BBQ Tips: Get Your Grill Ready for Spring


Spring is in the air, and that means the scent of barbecued food should be, too. Before you fire up your grill for what is probably the first time in months, you should make sure it is in good working order. These hints can help you ensure that your grill is clean, safe, and ready to use this spring.

Have the Right Tools

You can do a lot with just soap, water, and a sponge or paper towels. These cleaning necessities are ideal for wiping down the exterior of your grill, as well as getting rid of grease splatters on the interior, such as under the lid. You can also use disposable disinfectant wipes for this purpose. And if the exterior of your grill happens to feature stainless steel, you can use a stainless steel cleaner for that shine you seek.

When it comes to cleaning the grates, you might need some stronger tools. A wire-bristled grill brush is a good example of a tool that is strong enough to remove everything from cooked on food to rust. You can also use sandpaper or a spatula to scrape off grease and other stains that may be difficult to remove with just a sponge.

Get the Grates Clean

When you start to clean the grates, make sure you have a good grill brush on hand.

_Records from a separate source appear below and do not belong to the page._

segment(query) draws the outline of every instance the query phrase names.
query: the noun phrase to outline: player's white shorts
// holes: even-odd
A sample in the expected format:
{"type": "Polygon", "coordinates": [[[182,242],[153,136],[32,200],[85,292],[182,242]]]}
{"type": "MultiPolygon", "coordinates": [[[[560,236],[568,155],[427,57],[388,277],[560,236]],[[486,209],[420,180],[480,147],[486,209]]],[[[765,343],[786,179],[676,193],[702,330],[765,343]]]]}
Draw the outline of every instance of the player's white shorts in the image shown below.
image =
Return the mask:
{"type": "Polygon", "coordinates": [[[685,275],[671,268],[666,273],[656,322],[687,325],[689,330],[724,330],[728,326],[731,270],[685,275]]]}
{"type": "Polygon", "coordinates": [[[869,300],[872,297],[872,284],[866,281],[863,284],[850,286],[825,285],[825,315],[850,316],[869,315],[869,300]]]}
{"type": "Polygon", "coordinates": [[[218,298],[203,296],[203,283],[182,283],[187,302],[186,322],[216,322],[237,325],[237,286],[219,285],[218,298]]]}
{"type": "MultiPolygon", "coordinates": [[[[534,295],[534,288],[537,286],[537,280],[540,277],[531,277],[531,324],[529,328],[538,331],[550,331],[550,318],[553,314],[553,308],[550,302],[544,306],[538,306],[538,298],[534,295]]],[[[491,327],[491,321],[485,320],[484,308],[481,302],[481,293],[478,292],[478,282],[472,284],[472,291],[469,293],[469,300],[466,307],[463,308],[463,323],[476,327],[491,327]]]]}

If you wait until the day after cooking to get started, you can reduce the amount of elbow grease you will need by spraying the grate with a blend of equal parts water and vinegar. One hour after you spray this mixture, the residue should come off easily as you scrub. Or, you can choose to scrub the grates minutes after you get done cooking your food, since the residue is softer when it is still hot.

Safety First

Pay close attention to safety before you grill. If any hoses or tubing are bent or otherwise damaged, it may be best to replace them. You should also check the ignition parts, such as the electrode leads, scraping off any grease or other residue with sandpaper when necessary.

In addition, you can perform a leak test by putting soapy water on the hoses, regulator, and valves. Once you turn on the propane tank, you should keep an eye out for bubbles, since this means gas is leaking out. If the bubbles remain even after you tighten all the connections, it’s time to replace the hoses or your tank.

Last but not least, make sure you have enough propane before you start grilling! There’s nothing more disappointing than inviting hungry guests over and discovering that you’re out of propane.